/w2v_ol

Using word embeddings (word2vec) for ontology learning

Primary LanguagePythonApache License 2.0Apache-2.0

Dear user,

here you find most of the code and results from the ISWC 2016 poster submission
"Using word2vec to Build a Simple Ontology Learning System -- Gerhard Wohlgenannt and Filip Minic".


src:    contains the source code used.
        run_ontology_extension.py -- to start the word2vec based ontology learning tasks
        db.py -- contains most of the functions


data:
        The sqlite3 database named "our.db" contains the results from the concept candidate generation.
        The columns are as follows:
                term   .. the term suggested by word2vec
                corpus .. which corpus/word2vec model was used?
                step   .. which of the three iteration of ontology extension
                relevant .. was the term judged as relevant by the domain experts


        Furthermore the directory contains the two seed ontologies for the unigram and bigram case.
        Other results, eg. the hypernym pairs, are also found here.
        
        We include a word2vec model, which you can use to start your experiments, but for more in depth usage you 
        will want to use your own models.

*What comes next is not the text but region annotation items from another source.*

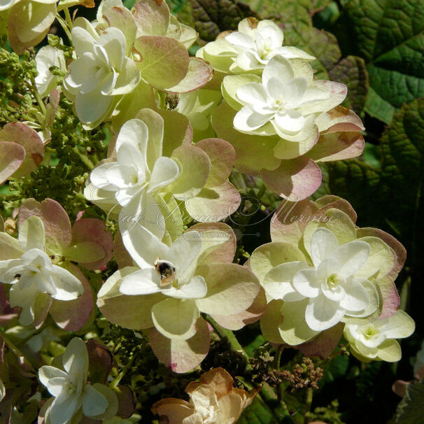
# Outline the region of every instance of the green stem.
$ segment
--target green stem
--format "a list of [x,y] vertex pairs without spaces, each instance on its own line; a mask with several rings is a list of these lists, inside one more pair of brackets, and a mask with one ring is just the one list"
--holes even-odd
[[72,19],[71,19],[71,13],[69,13],[69,9],[68,8],[65,8],[64,9],[64,12],[65,13],[65,17],[66,18],[66,23],[68,24],[68,27],[69,29],[72,31],[73,25],[72,24]]
[[[312,399],[313,397],[313,389],[311,387],[308,388],[306,391],[306,412],[311,411],[311,407],[312,406]],[[309,422],[309,418],[308,417],[308,414],[305,414],[305,416],[304,418],[304,424],[308,424]]]
[[265,187],[265,185],[262,184],[261,188],[259,189],[259,191],[257,192],[257,195],[256,195],[257,200],[260,200],[262,199],[262,196],[265,194],[266,190],[267,188]]
[[209,315],[205,316],[205,319],[208,323],[213,327],[213,330],[217,332],[218,335],[220,339],[226,339],[229,343],[231,347],[236,352],[240,353],[246,359],[247,367],[246,369],[250,368],[249,367],[249,357],[248,354],[244,351],[241,345],[239,343],[239,341],[236,338],[234,334],[230,330],[222,328],[214,319],[211,318]]
[[125,374],[127,374],[128,369],[132,365],[132,362],[134,362],[134,359],[135,356],[133,355],[129,358],[129,360],[127,362],[127,365],[124,366],[124,367],[120,370],[118,376],[116,376],[113,381],[111,383],[111,384],[109,385],[109,387],[111,388],[115,388],[115,387],[118,387],[118,385],[120,383],[120,381],[124,378]]
[[91,160],[90,160],[90,159],[88,159],[88,157],[87,157],[87,156],[85,156],[85,155],[83,155],[83,153],[81,153],[81,152],[80,152],[80,150],[78,149],[78,148],[76,146],[73,148],[73,150],[77,155],[79,155],[81,161],[84,163],[84,164],[90,171],[94,167],[93,162],[91,162]]
[[72,43],[72,36],[71,35],[71,31],[69,31],[68,25],[64,18],[60,16],[59,13],[56,13],[56,19],[57,20],[57,22],[60,24],[60,26],[62,27],[63,30],[65,31],[65,34],[69,39],[69,41]]
[[[38,93],[38,90],[37,90],[37,86],[36,85],[34,78],[31,78],[31,88],[32,90],[32,94],[34,94],[34,97],[36,98],[36,100],[37,101],[37,103],[38,104],[38,106],[40,106],[41,113],[43,113],[43,115],[44,116],[44,119],[45,120],[45,112],[46,112],[45,105],[44,104],[44,102],[43,101],[43,99],[41,99],[41,97],[40,97],[40,94]],[[45,124],[43,123],[43,125],[45,125]]]

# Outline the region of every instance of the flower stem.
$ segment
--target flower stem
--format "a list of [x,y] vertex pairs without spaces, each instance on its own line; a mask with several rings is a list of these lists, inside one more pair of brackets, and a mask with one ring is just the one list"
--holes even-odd
[[222,327],[213,318],[211,318],[209,315],[205,316],[205,319],[211,324],[211,325],[212,325],[212,327],[213,327],[213,330],[215,330],[221,339],[225,339],[228,343],[229,343],[233,350],[240,353],[244,358],[247,363],[246,369],[250,368],[249,357],[244,351],[244,349],[241,347],[241,345],[239,343],[239,341],[236,338],[236,336],[232,331]]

The provide model is a small one, in order to stay in the 100MB size limit of github.com
        The dummy model is found at data/models/climate2_2015_7.txt.2gram.small.model


----------------------------------------

USAGE:

    step 1) configuration in config.py
        a) copy your word2vec model into data/models
        b) set the name of your word2vec model in 'config["model"]'
        c) set up seed terms (for example 2) for your ontology <-> this depends on whether using a bigram or unigram model, see next step
        d) If you use a bigram word2vec model --> use the according configs in config.py for
            conf['seedfn'] 
            conf['num_taxomy_best']
            conf['sim_threshold']
        

    step 2) 
        a) python run_ontology_extension.py
            this collects new terms for your ontology 
            manually validate the terms after every ontology extension step (aka call "python run_ontology_extension")
        
            --> go into "data/to_check" and edit the "...CHECK_ME" file -- remove all terms from the file that are not relevant to the domain
            --> when done, rename the file to "...NEW" (that is replace CHECK_ME with NEW) 
        b) got back to step a) -- after 3 iterations (configurable) the process finished

            --> after the 3rd iteration the system automatically tries to detected hypernymy relations between the terms using word2vec (analogy feature)
                this is very experimental, precision is not very high

    step 3) you can run "python analyse_db.py" to get acurracy numbers for the term detection service (according to manual evaluations)